Tek taraflı bir bağımsızlık deklarasyonu ile, Kosova kuzeyi kaybetme tehdidi ile ciddi bir şekilde karşı karşıya kalacaktır. Anita Inder Singh tarafından önerildiği gibi barışçıl bir bölünme surecini tasavvur etmek çok zor. İlana Bet-El'in önerdiği gibi bu ancak dışarıdan dayatılırsa mümkün olabilir. Bu arada, Ahtisaari planının inceliği, Kosova plan tarafından belirlenen, güneyde Sırp egemenliğinde bulunan yerlere kendi karşı durmak zorunda kalacak- kaçınılmaz bir gerilim kaynağı. Bu yeni senaryoda güvenlik uyarıları gittikçe artacaktır. NATO bunlarla yüzleşmeye gerçekten hazır mı?

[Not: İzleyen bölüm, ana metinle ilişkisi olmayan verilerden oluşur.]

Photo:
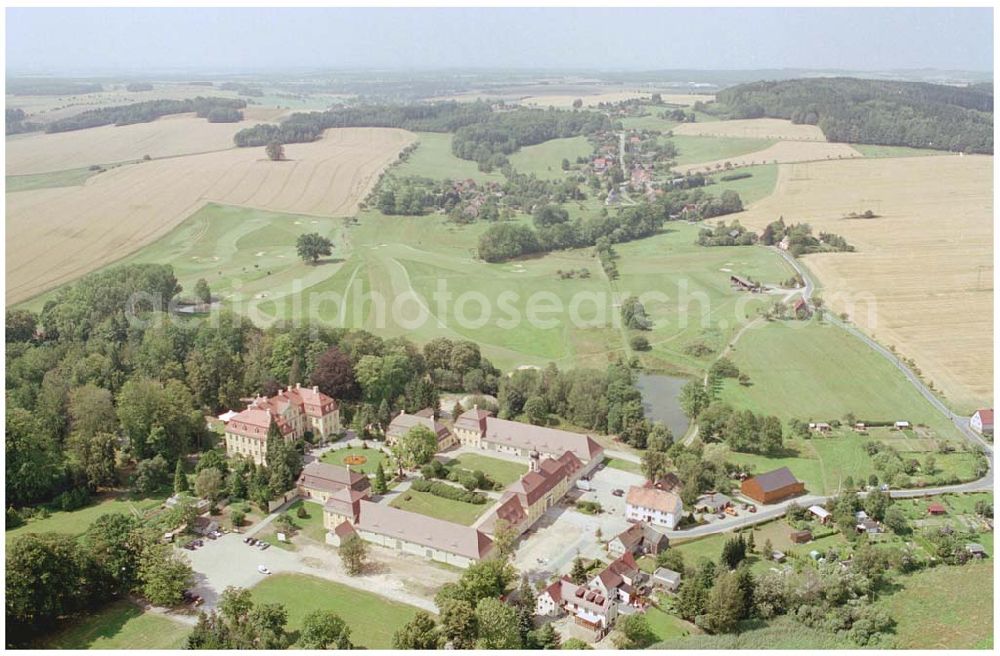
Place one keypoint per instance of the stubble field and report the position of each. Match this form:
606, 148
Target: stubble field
55, 235
180, 134
921, 280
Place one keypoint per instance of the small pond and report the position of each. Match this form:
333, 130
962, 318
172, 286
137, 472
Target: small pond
660, 401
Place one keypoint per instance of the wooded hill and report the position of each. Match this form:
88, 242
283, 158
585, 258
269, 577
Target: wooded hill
915, 114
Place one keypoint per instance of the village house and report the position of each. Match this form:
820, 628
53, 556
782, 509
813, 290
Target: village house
773, 486
403, 422
982, 421
639, 540
480, 429
593, 614
319, 480
622, 579
822, 514
647, 504
668, 579
294, 411
401, 530
712, 502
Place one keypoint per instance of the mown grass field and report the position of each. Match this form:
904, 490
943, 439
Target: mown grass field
692, 149
373, 619
814, 371
449, 510
944, 608
372, 458
119, 625
433, 159
504, 472
76, 522
545, 159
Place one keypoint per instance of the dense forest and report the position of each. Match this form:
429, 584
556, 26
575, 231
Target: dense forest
216, 110
915, 114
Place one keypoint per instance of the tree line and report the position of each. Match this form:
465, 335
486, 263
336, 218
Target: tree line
892, 113
216, 110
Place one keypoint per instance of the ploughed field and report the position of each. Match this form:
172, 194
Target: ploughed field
55, 235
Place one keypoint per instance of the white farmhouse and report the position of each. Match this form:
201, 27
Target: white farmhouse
647, 504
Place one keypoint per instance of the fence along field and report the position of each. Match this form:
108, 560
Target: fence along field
927, 259
56, 235
180, 134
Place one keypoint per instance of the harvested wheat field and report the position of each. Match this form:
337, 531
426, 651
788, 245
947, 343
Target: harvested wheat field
782, 152
753, 128
57, 234
927, 260
180, 134
592, 100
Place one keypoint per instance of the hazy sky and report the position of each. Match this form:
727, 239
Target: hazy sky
90, 40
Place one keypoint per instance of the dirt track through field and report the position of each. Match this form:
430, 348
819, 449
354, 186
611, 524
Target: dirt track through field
782, 152
753, 128
922, 279
58, 234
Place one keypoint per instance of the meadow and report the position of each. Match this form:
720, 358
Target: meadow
796, 372
545, 159
126, 208
373, 619
119, 625
914, 276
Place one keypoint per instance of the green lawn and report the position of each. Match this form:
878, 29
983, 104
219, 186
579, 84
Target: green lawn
373, 457
759, 185
433, 159
75, 522
119, 625
946, 607
449, 510
373, 619
692, 149
504, 472
818, 372
869, 150
67, 178
623, 465
545, 159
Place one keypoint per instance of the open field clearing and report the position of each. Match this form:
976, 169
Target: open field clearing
780, 153
119, 625
797, 371
922, 278
180, 134
753, 128
373, 619
961, 615
694, 149
433, 159
116, 213
545, 159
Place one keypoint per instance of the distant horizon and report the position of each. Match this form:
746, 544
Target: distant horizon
75, 41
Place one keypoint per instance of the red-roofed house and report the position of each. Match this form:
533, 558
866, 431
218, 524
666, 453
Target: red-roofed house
982, 421
294, 410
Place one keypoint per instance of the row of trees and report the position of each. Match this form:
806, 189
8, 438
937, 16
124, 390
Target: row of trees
916, 114
50, 576
150, 110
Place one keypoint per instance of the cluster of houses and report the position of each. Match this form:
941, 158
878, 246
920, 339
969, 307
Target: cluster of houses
556, 460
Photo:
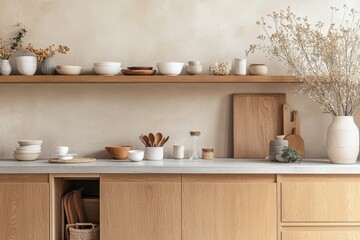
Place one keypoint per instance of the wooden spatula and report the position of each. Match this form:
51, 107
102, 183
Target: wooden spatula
292, 130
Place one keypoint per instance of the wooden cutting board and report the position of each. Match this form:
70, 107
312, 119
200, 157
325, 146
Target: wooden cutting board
292, 130
258, 118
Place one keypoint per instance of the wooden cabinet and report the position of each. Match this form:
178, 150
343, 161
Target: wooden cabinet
320, 198
140, 206
322, 235
24, 204
229, 207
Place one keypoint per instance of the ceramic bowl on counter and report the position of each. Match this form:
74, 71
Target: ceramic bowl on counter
26, 156
119, 152
107, 68
257, 69
136, 155
68, 70
170, 68
26, 65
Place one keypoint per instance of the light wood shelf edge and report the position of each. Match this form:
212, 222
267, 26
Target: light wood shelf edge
146, 79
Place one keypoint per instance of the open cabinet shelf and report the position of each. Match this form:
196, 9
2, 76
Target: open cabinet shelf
146, 79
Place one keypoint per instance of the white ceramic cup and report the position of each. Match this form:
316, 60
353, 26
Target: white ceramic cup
178, 151
154, 153
61, 150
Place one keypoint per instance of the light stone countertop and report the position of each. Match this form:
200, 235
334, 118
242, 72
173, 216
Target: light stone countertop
221, 166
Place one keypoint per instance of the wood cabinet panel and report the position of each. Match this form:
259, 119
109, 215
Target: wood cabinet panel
229, 209
321, 235
24, 210
323, 201
140, 208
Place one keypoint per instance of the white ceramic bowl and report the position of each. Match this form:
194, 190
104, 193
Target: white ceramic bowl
136, 155
106, 70
108, 64
26, 156
154, 153
26, 70
27, 151
170, 68
68, 70
26, 59
29, 142
194, 69
258, 69
29, 147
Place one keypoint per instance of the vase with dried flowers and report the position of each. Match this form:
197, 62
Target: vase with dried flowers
46, 57
8, 47
326, 59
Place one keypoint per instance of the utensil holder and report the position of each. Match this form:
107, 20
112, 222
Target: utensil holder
154, 153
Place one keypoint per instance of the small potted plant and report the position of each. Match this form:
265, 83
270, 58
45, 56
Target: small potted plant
46, 57
8, 47
289, 155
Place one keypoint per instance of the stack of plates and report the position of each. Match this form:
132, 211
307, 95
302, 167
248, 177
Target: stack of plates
28, 150
139, 71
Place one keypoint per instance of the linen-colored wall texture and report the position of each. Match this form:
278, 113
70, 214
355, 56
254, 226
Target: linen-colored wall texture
88, 117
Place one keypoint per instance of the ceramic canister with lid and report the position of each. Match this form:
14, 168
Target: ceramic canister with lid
276, 146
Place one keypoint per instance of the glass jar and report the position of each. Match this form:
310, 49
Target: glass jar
194, 145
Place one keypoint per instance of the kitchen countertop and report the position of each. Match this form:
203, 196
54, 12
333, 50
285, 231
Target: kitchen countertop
220, 165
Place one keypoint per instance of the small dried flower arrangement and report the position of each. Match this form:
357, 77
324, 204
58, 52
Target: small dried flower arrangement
47, 52
9, 46
221, 67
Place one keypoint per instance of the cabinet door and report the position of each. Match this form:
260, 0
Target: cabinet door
229, 207
320, 198
321, 235
141, 207
24, 204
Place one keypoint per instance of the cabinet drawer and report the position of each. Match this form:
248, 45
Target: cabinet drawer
321, 235
321, 200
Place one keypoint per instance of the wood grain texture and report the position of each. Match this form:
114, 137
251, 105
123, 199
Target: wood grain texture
257, 119
146, 79
321, 235
24, 211
228, 211
140, 210
24, 178
320, 201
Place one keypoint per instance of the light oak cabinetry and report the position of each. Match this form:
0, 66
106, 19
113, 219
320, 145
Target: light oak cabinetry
140, 207
229, 207
319, 207
24, 204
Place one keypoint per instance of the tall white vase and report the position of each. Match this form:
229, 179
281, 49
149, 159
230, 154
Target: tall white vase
5, 67
343, 140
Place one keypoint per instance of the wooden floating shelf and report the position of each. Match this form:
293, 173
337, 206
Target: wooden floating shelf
146, 79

NATO tarafından asker yerleştirilen ve Sırp kalabalıklar tarafından 2004 yılında yok edilen kuzey sınır geçitlerinin tekrar aktif hale geçtiğini söylüyorlar. Bununla birlikte, NATO'nun kuzeyde geç konuşlanması Kosova'nın bağımsızlığını tamamen reddeden öfkeli Sırp nüfusunun ilk tehdidiyle bir anda yok olabilir. Barış güçleri, şiddet başladığında barışı koruyamayacaklardır. Ancak yukarıdaki, ihtimallere nazaran daha ılımlı bir senaryo olur.

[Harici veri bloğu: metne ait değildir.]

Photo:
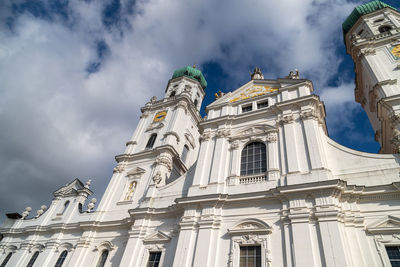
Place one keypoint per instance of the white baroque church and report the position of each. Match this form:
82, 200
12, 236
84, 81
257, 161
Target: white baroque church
257, 182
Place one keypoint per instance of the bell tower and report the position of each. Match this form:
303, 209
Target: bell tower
372, 38
164, 145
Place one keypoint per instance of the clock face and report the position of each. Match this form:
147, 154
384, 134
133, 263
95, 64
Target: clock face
160, 116
396, 51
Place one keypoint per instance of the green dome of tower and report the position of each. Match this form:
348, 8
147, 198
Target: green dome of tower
191, 73
362, 10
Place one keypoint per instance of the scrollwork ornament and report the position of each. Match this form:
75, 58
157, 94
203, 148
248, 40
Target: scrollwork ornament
272, 137
234, 145
205, 136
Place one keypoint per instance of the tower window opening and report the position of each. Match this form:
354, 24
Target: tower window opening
262, 104
61, 259
103, 258
151, 141
185, 152
253, 159
154, 259
66, 204
5, 261
33, 259
394, 255
384, 28
250, 256
247, 109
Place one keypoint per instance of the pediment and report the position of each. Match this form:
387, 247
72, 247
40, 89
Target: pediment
253, 130
389, 223
157, 237
70, 189
250, 226
249, 90
135, 172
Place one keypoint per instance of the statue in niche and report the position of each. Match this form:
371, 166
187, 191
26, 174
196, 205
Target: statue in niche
131, 190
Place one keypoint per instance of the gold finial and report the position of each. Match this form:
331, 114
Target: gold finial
219, 94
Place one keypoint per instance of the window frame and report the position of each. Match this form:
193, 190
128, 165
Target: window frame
250, 232
151, 141
33, 259
263, 160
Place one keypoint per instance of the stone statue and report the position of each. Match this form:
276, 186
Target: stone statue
87, 185
293, 75
157, 178
26, 212
91, 204
257, 74
43, 208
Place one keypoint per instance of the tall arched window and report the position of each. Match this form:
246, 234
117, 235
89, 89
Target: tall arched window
4, 263
185, 152
253, 159
151, 141
33, 259
384, 28
61, 259
103, 258
66, 204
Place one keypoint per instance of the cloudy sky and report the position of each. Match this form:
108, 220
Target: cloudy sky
74, 73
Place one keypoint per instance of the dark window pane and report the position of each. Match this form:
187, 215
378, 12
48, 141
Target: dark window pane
253, 159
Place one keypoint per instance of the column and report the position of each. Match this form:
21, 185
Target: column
311, 131
207, 241
273, 157
204, 160
219, 158
290, 144
187, 239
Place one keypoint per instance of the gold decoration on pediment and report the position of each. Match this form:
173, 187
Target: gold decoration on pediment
254, 91
396, 51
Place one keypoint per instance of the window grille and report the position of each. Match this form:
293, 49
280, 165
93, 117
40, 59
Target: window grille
394, 255
61, 259
250, 256
154, 259
103, 258
33, 259
253, 159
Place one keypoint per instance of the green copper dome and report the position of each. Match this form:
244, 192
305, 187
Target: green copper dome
191, 73
360, 11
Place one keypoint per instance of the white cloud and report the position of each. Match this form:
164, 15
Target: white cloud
59, 122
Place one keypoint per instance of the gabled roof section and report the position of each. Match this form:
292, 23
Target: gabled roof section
388, 224
362, 10
72, 189
251, 89
157, 237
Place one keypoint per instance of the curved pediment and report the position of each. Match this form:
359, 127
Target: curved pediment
253, 130
250, 226
388, 224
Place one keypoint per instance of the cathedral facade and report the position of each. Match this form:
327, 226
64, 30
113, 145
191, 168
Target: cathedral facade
258, 182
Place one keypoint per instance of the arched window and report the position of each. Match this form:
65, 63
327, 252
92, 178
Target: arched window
61, 259
66, 204
253, 159
103, 258
384, 28
185, 152
4, 263
33, 259
151, 141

18 Haziran 1999 Helsinki Anlaşması'yla, NATO Kosova barış gücünde Rusya ordusuna da bir rol verilmişti. Bu, iyi tanımlanmış ve sınırlı bir rol. Ancak bir karışıklık durumunda, Rusya'nın Kosova'dan uzak duracağına dair bir garanti yok.

Kosova'yı başarısızlıkla sonuçlanan bir hamilikten işleyen bir ülkeye dönüştürmek için, AB'nin Ahtisaari planını uygulamak üzere yeni bir adım atmalı ve elini Kosova'nın statüsünden çekmekten daha fazlasını yapması gerekiyor. AB'nin tek bir ağızdan Kosova'nın bağımsızlığını tanıması gerekiyor. Alternatif, her an patlamaya hazır bu yerin güvenliğini, Kosova'nın ne olması konusunda farklı fikirleri olan başkentlerin askerlerine emanet etmektedir. Bu, AB'nin inşa etmeyi iddia ettiği ülkeyi inşa etmenin yolu değildir.